My idea was more to insert tank IDs directly in the indexes that are used by search, replacing the IDs. See this todo:
https://github.com/Difegue/LANraragi/blob/9767f4f08ddad266f8afb7fba6720104d9600796/lib/LANraragi/Model/Stats.pm#L78

Doing a foreach post-search would work too and I guess it'd make the grouping easier to toggle, but performance would kinda suck 🤔

Leaving it up to the user isn't a bad idea, although I wonder if we really need to make it a per-tank preference: How about just having a new toggle in server settings?
image
This is more viable IMO since it means we can just regen the search indexes when that option is changed.

(I've cleaned up the demo views from the repo btw, thanks for reminding me)

EfronC commented 1 year ago

Yeah, it's a little different than what I thought, but I think my proposal might still work here, only that this time I could make a function that returns all the tanks with 'R'(Or you could just directly check the -1 score) so this way you only remove the ones from tanks with 'R', basically just adding an aditional if to your original idea.

Adding the toggle in the server settings works too, but just as an annotation, this might cause for people to always have it off, and probably just for one tank that you don't want to have this behavior(For example, you have 99 tanks you want to use to make a reduced UI, and only one for "Favorites", but because of that 1, that you don't want hiding stuff in the search index, you keep it off). I mean, doesn't sound too problematic, but I guess it would be a little sad that you work on a feature that no one uses due to a tiny detail.

CirnoT commented 1 year ago

I feel like this won't really solve anything. Ideally I'd want to be able to select whether I want to see tanks in search or not when performing actual search query, not per-tank or server-wide setting. Making it server-wide will mean I'll just leave it always in OFF position, while having ot per-tank means I'll always mark all of them as OFF.

Also, please consider that switching this setting as you presented in screenshot will cause search index to be rebuilt, yet it is under Global Settings category while all other search index related options are under Archive Files category. It cannot be underestimated how complex, unintuitive and inflexible LRR search index is and how often I have to manually perform Clean Database or Reset Search Cache after removing just a few archives and replacing them with a newer versions, otherwise LRR will always show Showing X or Y (out of Z).

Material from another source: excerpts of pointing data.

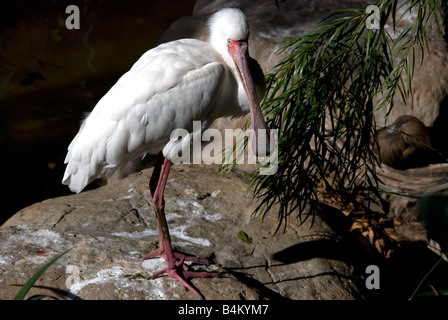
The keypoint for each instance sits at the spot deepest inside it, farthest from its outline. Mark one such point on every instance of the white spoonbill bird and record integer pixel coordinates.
(168, 88)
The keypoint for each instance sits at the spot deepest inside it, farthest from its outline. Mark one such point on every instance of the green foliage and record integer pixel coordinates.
(27, 286)
(322, 98)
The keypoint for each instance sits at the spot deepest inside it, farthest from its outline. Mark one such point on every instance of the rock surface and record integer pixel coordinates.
(112, 227)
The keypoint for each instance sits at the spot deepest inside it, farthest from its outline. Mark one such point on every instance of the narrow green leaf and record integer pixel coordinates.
(27, 286)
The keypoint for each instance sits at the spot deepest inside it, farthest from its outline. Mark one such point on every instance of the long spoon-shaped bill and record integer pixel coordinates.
(260, 139)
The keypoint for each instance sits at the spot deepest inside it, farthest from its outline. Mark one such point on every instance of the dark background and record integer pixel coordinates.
(50, 76)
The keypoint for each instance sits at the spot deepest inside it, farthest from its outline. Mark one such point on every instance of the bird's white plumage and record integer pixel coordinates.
(169, 87)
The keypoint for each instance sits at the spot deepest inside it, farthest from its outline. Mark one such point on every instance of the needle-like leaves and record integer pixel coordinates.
(322, 98)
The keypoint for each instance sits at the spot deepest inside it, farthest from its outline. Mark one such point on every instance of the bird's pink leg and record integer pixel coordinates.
(175, 269)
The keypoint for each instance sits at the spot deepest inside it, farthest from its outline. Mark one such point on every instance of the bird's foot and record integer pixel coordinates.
(179, 271)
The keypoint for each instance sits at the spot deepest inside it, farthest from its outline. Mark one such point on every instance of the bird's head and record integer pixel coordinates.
(229, 35)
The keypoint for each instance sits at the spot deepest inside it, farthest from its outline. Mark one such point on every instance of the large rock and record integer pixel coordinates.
(111, 228)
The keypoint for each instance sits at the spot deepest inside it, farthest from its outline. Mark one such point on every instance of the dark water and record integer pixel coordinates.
(50, 76)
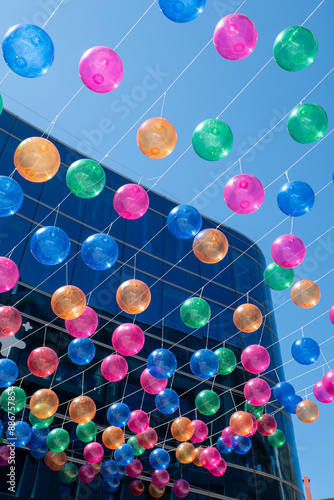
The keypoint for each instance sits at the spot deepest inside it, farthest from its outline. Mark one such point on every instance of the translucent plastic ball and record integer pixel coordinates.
(255, 359)
(114, 367)
(277, 277)
(305, 351)
(99, 252)
(131, 201)
(257, 391)
(235, 37)
(84, 326)
(156, 138)
(9, 274)
(247, 318)
(85, 178)
(295, 198)
(11, 196)
(37, 159)
(244, 194)
(161, 363)
(28, 50)
(101, 69)
(10, 321)
(42, 361)
(210, 246)
(184, 221)
(295, 48)
(288, 251)
(128, 339)
(81, 351)
(133, 296)
(167, 401)
(68, 302)
(307, 123)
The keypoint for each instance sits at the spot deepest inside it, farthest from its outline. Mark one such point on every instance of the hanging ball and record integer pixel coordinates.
(235, 37)
(295, 48)
(184, 221)
(244, 194)
(156, 138)
(11, 196)
(37, 159)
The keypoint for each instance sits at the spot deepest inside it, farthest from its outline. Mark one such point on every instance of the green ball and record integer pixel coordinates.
(195, 312)
(86, 432)
(212, 140)
(207, 402)
(227, 360)
(277, 439)
(277, 277)
(58, 440)
(307, 123)
(132, 441)
(69, 473)
(13, 399)
(85, 178)
(295, 48)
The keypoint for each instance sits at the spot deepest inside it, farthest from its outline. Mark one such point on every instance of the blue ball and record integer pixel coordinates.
(8, 372)
(11, 196)
(99, 252)
(124, 455)
(182, 11)
(184, 222)
(295, 198)
(28, 50)
(161, 363)
(50, 245)
(204, 364)
(159, 459)
(118, 414)
(81, 351)
(167, 401)
(305, 351)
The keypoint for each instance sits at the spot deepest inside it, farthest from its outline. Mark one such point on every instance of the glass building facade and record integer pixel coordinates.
(265, 472)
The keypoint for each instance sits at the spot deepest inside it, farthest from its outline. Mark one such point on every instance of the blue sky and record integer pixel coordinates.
(154, 54)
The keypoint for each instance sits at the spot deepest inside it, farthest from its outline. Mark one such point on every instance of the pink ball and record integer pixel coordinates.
(257, 391)
(93, 452)
(9, 274)
(114, 367)
(321, 394)
(201, 431)
(181, 488)
(235, 37)
(150, 384)
(255, 359)
(101, 69)
(244, 194)
(139, 421)
(131, 201)
(288, 251)
(128, 339)
(84, 326)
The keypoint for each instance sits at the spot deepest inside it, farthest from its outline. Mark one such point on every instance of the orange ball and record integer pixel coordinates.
(82, 410)
(37, 159)
(44, 403)
(247, 318)
(182, 429)
(210, 246)
(241, 423)
(156, 138)
(305, 294)
(133, 296)
(113, 437)
(68, 302)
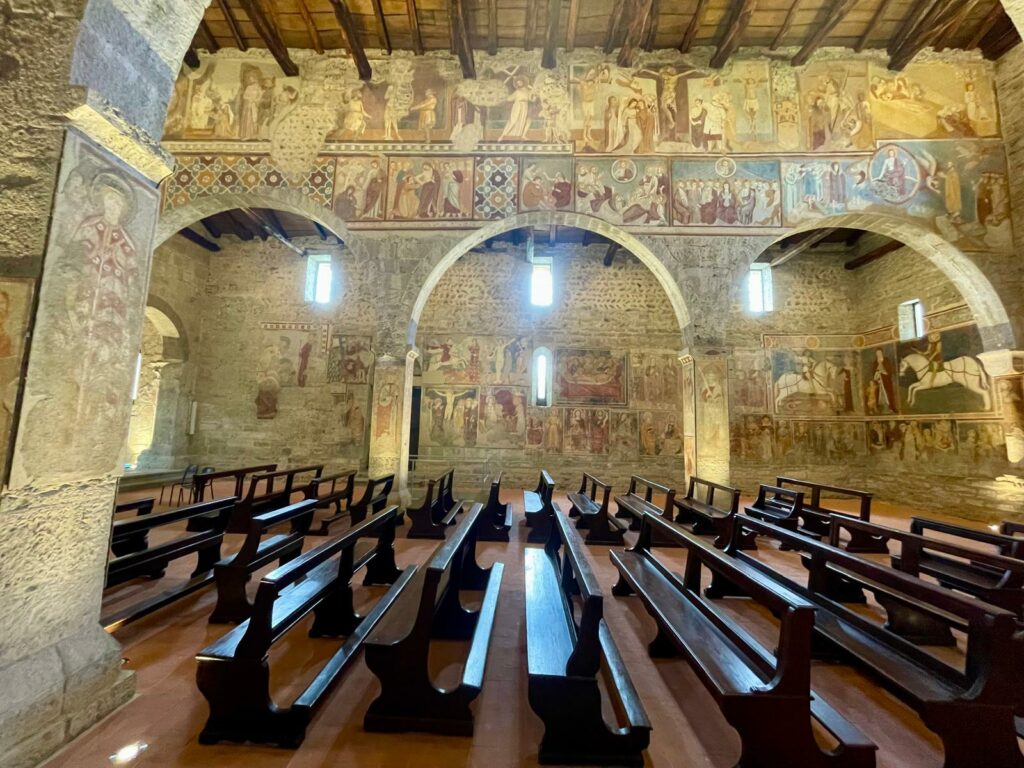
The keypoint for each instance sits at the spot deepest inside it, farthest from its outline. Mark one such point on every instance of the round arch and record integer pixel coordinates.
(976, 289)
(290, 201)
(550, 218)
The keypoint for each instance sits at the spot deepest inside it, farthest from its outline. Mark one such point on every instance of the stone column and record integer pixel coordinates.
(58, 670)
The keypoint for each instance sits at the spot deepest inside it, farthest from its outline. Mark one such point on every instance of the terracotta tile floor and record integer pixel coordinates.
(168, 711)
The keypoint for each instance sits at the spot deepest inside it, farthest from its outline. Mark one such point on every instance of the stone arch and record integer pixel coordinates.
(290, 201)
(961, 269)
(549, 218)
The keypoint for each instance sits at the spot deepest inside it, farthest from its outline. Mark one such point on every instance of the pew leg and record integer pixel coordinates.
(574, 732)
(975, 735)
(241, 708)
(919, 628)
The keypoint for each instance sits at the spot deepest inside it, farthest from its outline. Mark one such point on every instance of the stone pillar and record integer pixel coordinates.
(712, 414)
(59, 672)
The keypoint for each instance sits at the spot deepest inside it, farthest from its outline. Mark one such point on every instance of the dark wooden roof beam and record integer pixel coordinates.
(837, 12)
(734, 34)
(268, 33)
(344, 16)
(549, 60)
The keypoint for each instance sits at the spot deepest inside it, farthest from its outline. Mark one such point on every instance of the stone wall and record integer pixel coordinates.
(479, 335)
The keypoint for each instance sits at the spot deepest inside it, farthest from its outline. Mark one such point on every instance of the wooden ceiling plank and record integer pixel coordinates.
(310, 25)
(734, 34)
(872, 25)
(786, 25)
(268, 33)
(382, 32)
(550, 59)
(613, 22)
(570, 26)
(460, 35)
(640, 14)
(693, 27)
(232, 26)
(414, 27)
(344, 16)
(986, 26)
(838, 11)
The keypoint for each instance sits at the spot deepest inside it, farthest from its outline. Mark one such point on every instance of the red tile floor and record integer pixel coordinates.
(168, 711)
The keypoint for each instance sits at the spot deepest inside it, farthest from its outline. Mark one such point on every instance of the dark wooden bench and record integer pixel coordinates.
(374, 499)
(231, 573)
(153, 561)
(633, 506)
(764, 693)
(203, 481)
(233, 673)
(970, 708)
(278, 488)
(430, 519)
(987, 576)
(540, 508)
(125, 544)
(332, 491)
(398, 649)
(700, 513)
(780, 507)
(497, 520)
(593, 515)
(565, 654)
(815, 516)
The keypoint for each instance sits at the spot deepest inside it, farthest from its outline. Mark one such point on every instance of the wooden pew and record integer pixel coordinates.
(702, 516)
(374, 499)
(564, 656)
(1008, 546)
(397, 650)
(430, 519)
(764, 693)
(278, 489)
(593, 516)
(815, 516)
(633, 506)
(780, 507)
(540, 508)
(233, 673)
(991, 578)
(971, 709)
(124, 544)
(231, 574)
(497, 520)
(203, 481)
(153, 561)
(329, 492)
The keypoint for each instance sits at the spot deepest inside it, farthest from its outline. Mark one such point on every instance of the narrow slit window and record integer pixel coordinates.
(910, 316)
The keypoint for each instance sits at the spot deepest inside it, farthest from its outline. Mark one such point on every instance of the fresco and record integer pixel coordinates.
(624, 192)
(942, 374)
(726, 193)
(659, 433)
(934, 99)
(502, 421)
(425, 188)
(349, 359)
(591, 377)
(655, 380)
(449, 417)
(586, 430)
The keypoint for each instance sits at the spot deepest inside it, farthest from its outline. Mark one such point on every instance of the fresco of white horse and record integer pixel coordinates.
(965, 371)
(819, 382)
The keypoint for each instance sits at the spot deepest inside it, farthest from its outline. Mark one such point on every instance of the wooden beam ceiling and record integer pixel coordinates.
(344, 16)
(734, 34)
(267, 31)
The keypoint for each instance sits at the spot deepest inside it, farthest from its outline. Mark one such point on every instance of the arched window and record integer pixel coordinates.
(543, 377)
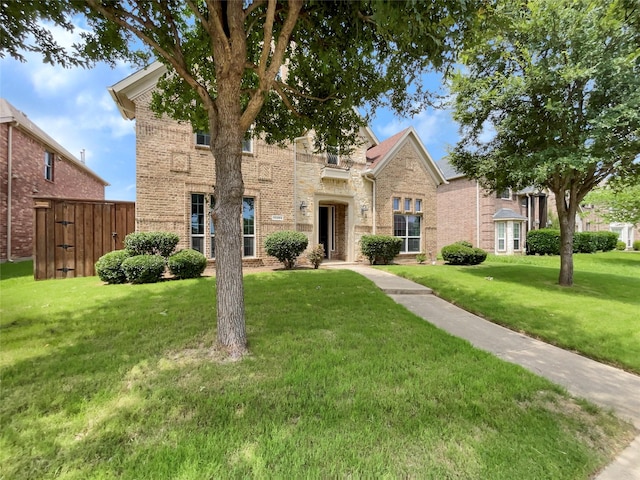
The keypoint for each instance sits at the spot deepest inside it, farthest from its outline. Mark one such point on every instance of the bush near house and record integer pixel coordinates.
(109, 267)
(380, 248)
(144, 268)
(461, 253)
(286, 246)
(151, 243)
(187, 263)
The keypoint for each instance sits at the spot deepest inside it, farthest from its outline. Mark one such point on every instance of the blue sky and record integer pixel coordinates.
(74, 107)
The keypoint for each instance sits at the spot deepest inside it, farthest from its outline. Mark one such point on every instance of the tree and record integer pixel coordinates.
(279, 68)
(550, 97)
(616, 203)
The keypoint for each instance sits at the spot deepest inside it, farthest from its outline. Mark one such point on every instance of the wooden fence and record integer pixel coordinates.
(70, 235)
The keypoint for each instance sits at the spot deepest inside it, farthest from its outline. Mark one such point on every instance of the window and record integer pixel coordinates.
(249, 226)
(48, 166)
(408, 228)
(501, 228)
(197, 222)
(203, 139)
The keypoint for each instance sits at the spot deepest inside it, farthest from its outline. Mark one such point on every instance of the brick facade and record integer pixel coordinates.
(293, 188)
(71, 179)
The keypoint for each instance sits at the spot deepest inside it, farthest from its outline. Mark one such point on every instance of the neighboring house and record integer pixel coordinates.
(496, 222)
(382, 187)
(34, 164)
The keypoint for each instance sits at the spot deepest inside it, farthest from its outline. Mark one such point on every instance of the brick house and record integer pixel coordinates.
(382, 187)
(34, 164)
(496, 222)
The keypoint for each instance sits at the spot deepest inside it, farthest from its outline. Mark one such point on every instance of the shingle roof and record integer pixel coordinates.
(10, 114)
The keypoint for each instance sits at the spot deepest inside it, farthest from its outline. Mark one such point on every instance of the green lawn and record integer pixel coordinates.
(120, 382)
(599, 316)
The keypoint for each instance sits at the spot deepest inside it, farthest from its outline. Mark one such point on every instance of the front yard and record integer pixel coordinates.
(121, 381)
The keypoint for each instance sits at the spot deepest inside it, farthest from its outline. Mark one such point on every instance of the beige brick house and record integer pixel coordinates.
(496, 222)
(34, 164)
(384, 187)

Maybe 5k archives is too much for it, after all Shinobu takes entire minute already to perform initial scan (on a local RAID5 volume backed by NAND cache, mind you!) and I'd hate to think how poorly it will scale with 10k.

Difegue commented 1 year ago

I think it's better to keep this simple for now, there's a bunch of other stuff left to do to get this into people's hands already. 🤔

We can explore dynamic grouping in search in a later release and remove the server setting at that point, imo. (Agree on the setting being in the wrong section, I kinda botched my mockup there.)

I still think that for stuff like favorites users can just use categories, they're more suited for that than tanks.

CirnoT commented 1 year ago

I still think that for stuff like favorites users can just use categories, they're more suited for that than tanks.

My use-case is distinct from favorites, it is to be able to lookup whether archive with specific E-H link exists and link to it directly, which would be broken by merge of individual archives into tanks, so I'd have to simply not use that feature.

Difegue commented 1 month ago

More progress on this a year later - I've incorporated tanks into search results as planned, but did make it optional following the discussion above. (which I've minimized to keep this issue readable..)

You can add group_tanks=false to a search API query to disable tank grouping. The setting defaults to true if not present, ofc.
We're now at "bare minimum support for third-party clients" stage, there's no real web UI or Reader support for all this yet.